The administration’s funding request, if approved, would boost war spending this year by nearly 15 percent and would bring the total cost of both conflicts to more than $800 billion since Sept. 11, 2001, according to the Congressional Research Service. The request comes two weeks after President Bush announced a limited troop draw-down from Iraq starting in December and the continuation of the troop buildup strategy through next summer. In the days since, congressional Democrats have failed to force a shift in war policy on troop rotations or withdrawal timelines, but the debate over war funding offers another opportunity for opponents to push for a change of course.

Democrats respond

Senate Democrats on Wednesday expressed dismay at the administration’s consistently rising “emergency” requests for war funding, calling it “habit-forming” and open-ended, while others said they believe the wars are breaking the military. Sen. Robert Byrd, D-W.Va., chairman of the Appropriations Committee, before which Gates testified, called the war “nefarious” and “infernal.”

“We can not create a democracy at the point of a gun,” Byrd said. “Sending more guns does not change that reality. This committee will not rubber stamp every request that is submitted by the president.”

As lawmakers expressed concern over rising war costs and the strain on U.S. forces, Gates said he believes it is critical to continue the war until conditions on the ground permit a larger draw-down.

“It’s very important that we handle this draw-down in a way that allows us to end up in a stronger position in Iraq in terms of a more stable country, one that is an ally in the war on terror and one that is a blockade to Iranian influence in the region,” Gates said. “I don’t know what that timeline looks like.”

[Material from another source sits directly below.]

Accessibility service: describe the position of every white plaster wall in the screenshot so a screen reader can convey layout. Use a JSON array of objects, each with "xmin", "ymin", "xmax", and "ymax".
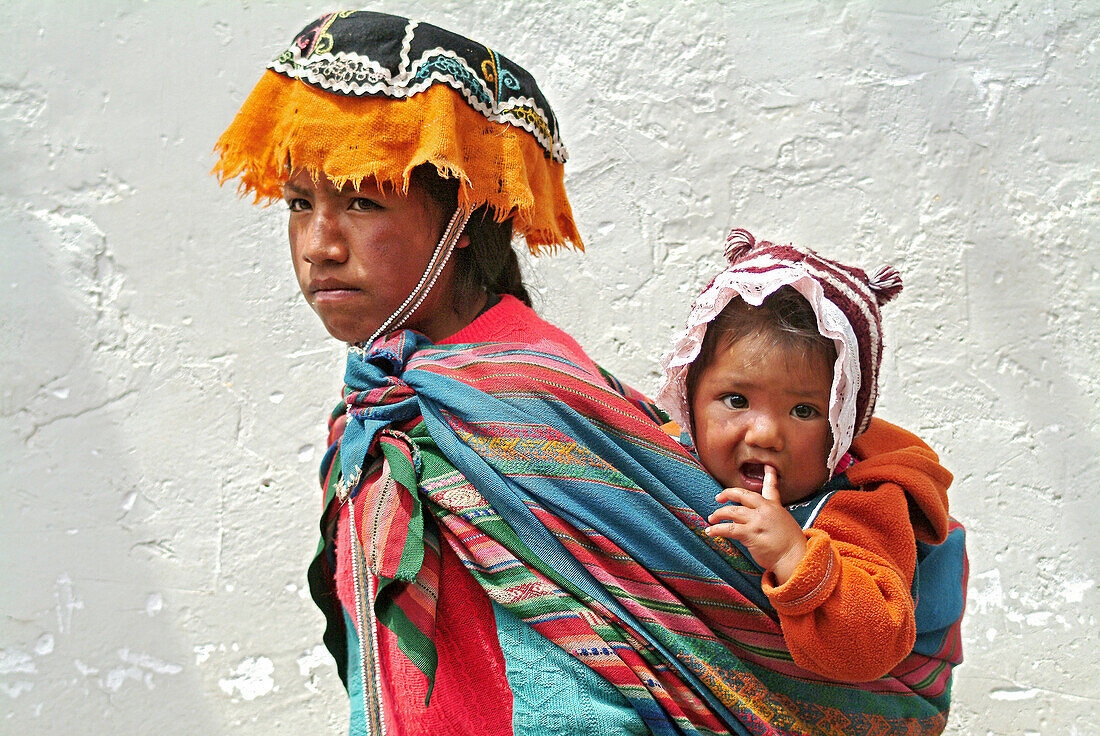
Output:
[{"xmin": 2, "ymin": 1, "xmax": 1095, "ymax": 733}]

Gates said the additional money is needed to pay for the duration of President Bush’s troop buildup in Iraq and to purchase thousands of new Mine Resistant Ambush Protected vehicles to shield U.S. forces from insurgent bombs.

In Iraq

Meanwhile, insurgents are stepping up a campaign of violence across Iraq during the holy month of Ramadan, staging six car bomb attacks Wednesday that killed at least 30 people and wounded dozens, U.S. and Iraqi officials said.

“We have seen an upturn in levels of violence in the last few days,” Maj. Gen. Kevin Bergner, the military’s chief spokesman in Iraq, told reporters. Citing past experience, he said extremists “will continue to increase levels of violence during the period of Ramadan,” which began Sept. 13.

The level of violence during the first two weeks of Ramadan, the military said, was roughly equivalent to 2005, but down 38 percent from last year. Still, the violence illustrates the challenges in stabilizing the country, even as thousands of additional U.S. troops have arrived in Baghdad and surrounding areas this year to stem sectarian tensions and buy time for national reconciliation.

In Internet postings two weeks ago, the Islamic State of Iraq, an umbrella group believed to have been founded by the Sunni insurgent group al-Qaida in Iraq, vowed to mount a new offensive during Ramadan that would target among others tribal leaders and officials who have allied themselves with U.S. forces. On Monday, a suicide bomber detonated his explosives-laden belt at a reconciliation gathering of Sunni and Shiite tribal leaders in Baqubah, the capital of Diyala province, killing 24 people, including the city’s police chief.